The Stripe component does not always load. Or can load outside the bounds.
Many merchants who start the verification process abandon it.
We could not observe any Stripe components because Fullstory does not record 3rd party components.
Watching Fullstory sessions really helps to understand where merchants are having issues and helped to uncover many bugs.
Verification for existing merchants comes with concerns
Existing merchants have active and profitable businesses. They will need to migrate to the new business model and fill out the KYC form during Q1, 2025. Otherwise, their stores will be blocked and selling disabled.
We’re concerned about
A decline in existing merchant activations and an unknown amount of merchants that will become inactive.
Breaking the business model of some merchants due to new accounting requirements that fundamentally change how they will need to calculate profit margins.
Losing an unknown amount of existing merchants due to Stripe flagging them as restricted or them abandoning the Pop-Up store or even the Printify platform.
We have to be mindful that we are imposing a change in how merchants can sell from now on and do everything to make the transition as smooth as possible.
Change is coming, please act now
While new merchants don’t have any time pressure to verify their stores, existing merchants do. Because of this, it was agreed to take a more aggressive approach in the way we communicate the business model change.
Approach for existing merchants
There will be only 1 banner that doesn’t change and cannot be dismissed.
We will include a special banner for those who started but did not complete the process.
We would employ time triggered modal windows to start appearing each week 1 month before the deadline and everyday 1 week before the deadline.
Created special support articles to explain changes and the different situations that can happen.
Created a separate email communication plan for each banner and modal window.
Establish a continuous checkin with the support team to let us know when any support request for the Pop-Up store is received.
Existing merchants require a more direct approach actively monitoring their progress.
Same verification but different merchants
While existing merchants also have to start the verification process from the store settings, the content of that page is different.
We need to communicate the value of the change to encourage to start the verification but new merchants would also need to agree to the new terms and conditions.
New merchants agreed to the terms while creating their store which was one of the changes for the creation flow. Only then we can load the Stripe component and the flow becomes the same as for new merchants.
Getting the team on the same page
Because of the different conditions that make it complicated to implement the verification logic, I found that the easiest way to get alignment was to do white boarding sessions with developers. Together with the PM, I would talk about the flow and different business aspects while developers would map the logic.
Organising white boarding sessions with developers allowed us to match the business logic to the code, get the team aligned and uncover edge cases we were not expecting.
An impactful project
The project was a necessary update for the long-term success of the Pop-Up store. While the results of this project need to be observed over a longer time period, initial results show that the impact is positive.
2% more merchants initiated the store verification which is about 90% of all merchants.
3% drop in successful verifications due to stricter acceptance criteria.
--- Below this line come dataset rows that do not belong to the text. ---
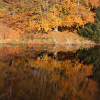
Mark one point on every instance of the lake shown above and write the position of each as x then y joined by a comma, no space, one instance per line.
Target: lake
49,72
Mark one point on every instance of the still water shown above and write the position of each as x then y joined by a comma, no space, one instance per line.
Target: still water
49,72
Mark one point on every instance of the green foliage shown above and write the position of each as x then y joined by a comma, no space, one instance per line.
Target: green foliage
92,31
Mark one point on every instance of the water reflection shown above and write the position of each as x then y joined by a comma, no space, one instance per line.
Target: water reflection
92,56
37,75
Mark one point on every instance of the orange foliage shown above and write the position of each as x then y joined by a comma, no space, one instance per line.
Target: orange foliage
37,15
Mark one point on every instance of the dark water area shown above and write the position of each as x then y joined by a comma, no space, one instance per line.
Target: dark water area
49,72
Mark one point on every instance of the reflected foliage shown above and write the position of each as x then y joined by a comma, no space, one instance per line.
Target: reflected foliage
46,79
91,56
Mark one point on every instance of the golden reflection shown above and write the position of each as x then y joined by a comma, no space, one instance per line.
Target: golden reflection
47,79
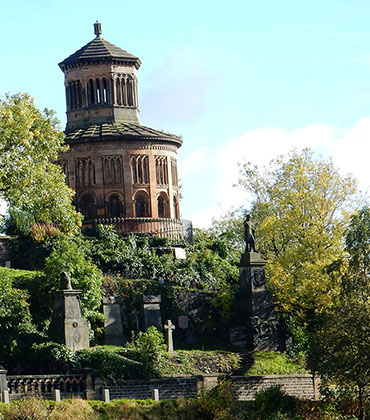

This is an overwhelmingly positive outcome due to the project launching during peak season.
Higher average order value and higher average order count value for merchants in the new activation flow.
From all Pop-Up store merchants, only 0.6% reached out to Support with questions and none were about the new changes business model.
Support received only general questions about the Pop-Up store with only about 4% asking about the verification process.
Even though we launched during peak season in December, we saw notable growth in GMV and merchant activation.
Next steps
Focus on the new store builder to expand store customisation options.
Update the promotions section and expand with new features and promotion types.
Streamline the mobile checkout experience.